To solve the problem of DNN model, Ali proposed DIN model. The core idea is that users’ interests are diverse, and different users’ interests can generate different local activation for specific ads. DIN models both Diversity and Local Activation.

DIN does not express the different interests of all users by using the same vector, but adaptively calculates a representation vector of user interest (for a given AD) by considering the relevance of historical behavior. This representation vector varies from AD to AD. DIN calculates a representation vector of user interest by considering the correlation between a given AD candidate and the user’s historical behavior. Specifically, it introduces local activation units, focuses on relevant user interests through the relevant part of soft search history behavior, and uses weighted sum to obtain the representation of user interests related to candidate ads. Behaviors that are highly relevant to candidate ads have a higher activation weight and dominate user interest. The representation vector is different in different advertisements, which greatly improves the expression ability of the model.

4.1 innovation

Deep Interest NetWork has the following innovations:

  • For’m:DIN is used for a wide range of user interestsan interest distributionTo represent the Diversity model by Pooling (weighted sum).
  • In view of the Local Activation:
    • DNN loses a lot of information by directly solving sum or average. Therefore, DIN is slightly improved to realize Local Activation by using attention mechanism, learn user interest vector dynamically from user history behavior, and construct different user abstract representation for different ads, thus realizing that when the data dimension is certain, Capture users’ current interests more accurately.
    • The historical behaviors of users are weighted differently. For different ads, different behavior ids are assigned different weights, which are jointly determined by the current behavior ID and candidate ads. This is the Attention mechanism. That is, for the current candidate Ad, delocalized activation (Local Activate) relevant historical interest information.
    • The more relevant the historical behavior is to the current candidate Ad, the higher the score will beattention score“Will dominate this forecast.
  • In CTR, features are sparse and have high dimensions, and overfitting is usually prevented by means of L1, L2 and Dropout. Since the traditional L2 regularization computs all the parameters, the model parameters of CTR are often in the hundreds of millions. DIN proposed a regularization method, which gives different regularization weights to features of different frequencies in each small batch iteration.
  • Since the traditional activation function, such as Relu, outputs 0 when the input is less than 0, the iteration speed of many network nodes will be slow. Although PRelu speeds up the iteration speed, its segmentation point is 0 by default. Actually, the segmentation point should be determined by the data. Therefore, DIN proposed a data dynamic adaptive activation function Dice.
  • Model training for large-scale sparse data: when THE DEPTH of DNN is deep (with many parameters) and the input is very sparse, it is easy to overfit. DIN proposed Adaptive regularizaion to prevent overfitting with remarkable effect.

4.2 architecture

The DIN architecture diagram is as follows:

DIN models both Diversity and Local Activation, as illustrated in the figure below.
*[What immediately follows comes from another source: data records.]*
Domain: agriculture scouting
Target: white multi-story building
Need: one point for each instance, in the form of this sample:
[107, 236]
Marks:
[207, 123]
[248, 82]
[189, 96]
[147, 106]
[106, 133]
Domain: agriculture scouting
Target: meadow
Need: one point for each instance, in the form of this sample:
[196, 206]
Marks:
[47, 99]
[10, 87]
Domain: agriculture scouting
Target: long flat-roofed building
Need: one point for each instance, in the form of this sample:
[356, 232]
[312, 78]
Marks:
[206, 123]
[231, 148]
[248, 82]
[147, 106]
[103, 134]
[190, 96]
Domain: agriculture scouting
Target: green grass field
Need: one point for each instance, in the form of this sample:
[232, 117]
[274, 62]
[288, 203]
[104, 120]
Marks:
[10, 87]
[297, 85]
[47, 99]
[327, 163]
Let’s take a look at each part of the system.

0 x05 characteristics

5.1 Feature Classification

In this paper, the author divides the characteristics of Ali’s display advertising system into four categories.

1) User portrait features;

2) User behavior characteristics, that is, the length of the product clicked by the user is different;

3) Advertising to be exposed, advertising is actually a commodity;

4) Context features;

Each feature category includes multiple feature fields. For example, user portrait features include gender, age, etc. User behavior characteristics, including the commodities clicked by the user, the category of commodities, and the shops they belong to, etc. Context includes time.

5.2 Input Features

Common characteristics of input in CTR:

  • High latitudes
  • A very thin

Some feature fields are single-valued features, and different feature values are mutually exclusive. For example, gender can only belong to male or female, which can be transformed into one-hot representation.
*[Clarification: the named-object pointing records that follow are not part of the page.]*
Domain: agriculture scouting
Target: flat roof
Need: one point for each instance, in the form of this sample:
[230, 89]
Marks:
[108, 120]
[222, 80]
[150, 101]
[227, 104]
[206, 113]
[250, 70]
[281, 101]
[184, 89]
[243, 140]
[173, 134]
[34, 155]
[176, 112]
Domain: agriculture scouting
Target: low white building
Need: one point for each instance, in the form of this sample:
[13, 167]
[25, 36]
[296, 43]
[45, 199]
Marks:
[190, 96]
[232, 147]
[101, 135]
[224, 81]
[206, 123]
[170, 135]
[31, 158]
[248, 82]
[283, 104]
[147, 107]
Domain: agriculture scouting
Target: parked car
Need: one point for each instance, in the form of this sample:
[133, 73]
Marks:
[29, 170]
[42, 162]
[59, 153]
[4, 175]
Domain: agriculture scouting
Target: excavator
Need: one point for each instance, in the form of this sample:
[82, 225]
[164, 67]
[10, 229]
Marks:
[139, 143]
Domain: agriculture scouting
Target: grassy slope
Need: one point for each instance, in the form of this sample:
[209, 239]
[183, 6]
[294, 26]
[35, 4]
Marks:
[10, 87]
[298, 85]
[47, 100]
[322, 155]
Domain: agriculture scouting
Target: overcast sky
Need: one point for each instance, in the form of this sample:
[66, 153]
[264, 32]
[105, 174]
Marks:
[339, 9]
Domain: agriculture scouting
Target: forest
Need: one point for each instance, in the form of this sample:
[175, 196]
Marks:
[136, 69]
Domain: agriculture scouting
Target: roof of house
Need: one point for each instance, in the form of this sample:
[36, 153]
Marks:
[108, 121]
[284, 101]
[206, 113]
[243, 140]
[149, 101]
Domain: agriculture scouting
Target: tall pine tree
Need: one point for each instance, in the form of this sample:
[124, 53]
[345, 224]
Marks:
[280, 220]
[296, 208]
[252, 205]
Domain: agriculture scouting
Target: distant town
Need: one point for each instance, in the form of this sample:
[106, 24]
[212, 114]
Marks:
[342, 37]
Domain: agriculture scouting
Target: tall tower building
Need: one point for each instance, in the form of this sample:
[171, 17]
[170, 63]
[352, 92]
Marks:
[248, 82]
Some feature fields are multi-valued discrete features, such as user behavior features. Users may click multiple commodities, forming a commodity click sequence, which can only be represented by multi-Hot coding. Different from one-HOT encoding, multi-hot encoding may have multiple 1’s in a vector, such as:

  • Videos watched and searched by users on YouTube. There is more than one, both viewed and searched, but the number of viewed and searched is small (very sparse) relative to all the videos.

  • For example, in e-commerce, there are multiple good_id and shop_ID purchased by users, which directly leads to the different length of historical behavior ID of each user.

5.3 Feature Processing

DNN does not perform feature combination/crossover features. Instead, DNN is used to learn the interaction information between features.
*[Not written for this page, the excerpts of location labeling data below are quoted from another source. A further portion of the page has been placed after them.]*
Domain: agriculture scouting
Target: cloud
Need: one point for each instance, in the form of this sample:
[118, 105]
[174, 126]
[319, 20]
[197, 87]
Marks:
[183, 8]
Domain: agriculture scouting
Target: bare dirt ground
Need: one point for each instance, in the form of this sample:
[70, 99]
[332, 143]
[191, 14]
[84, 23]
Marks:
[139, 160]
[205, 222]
The processing of single-valued features is relatively simple, and the processing of multi-valued features is slightly more troublesome. The multi-valued feature results in different sample lengths for each user. How to solve this problem? Embedding -> Pooling + Attention

0x06 Embedding

The application of deep learning in the field of recommendation and search is based on sparse ID class features, and its main method is Embedding. Change the “exact match” of ID class features to “fuzzy lookup” to enhance expansion. That is, the feature of high dimensional and sparse categorical/ ID class is mapped into a low dimensional and dense vector by embedding.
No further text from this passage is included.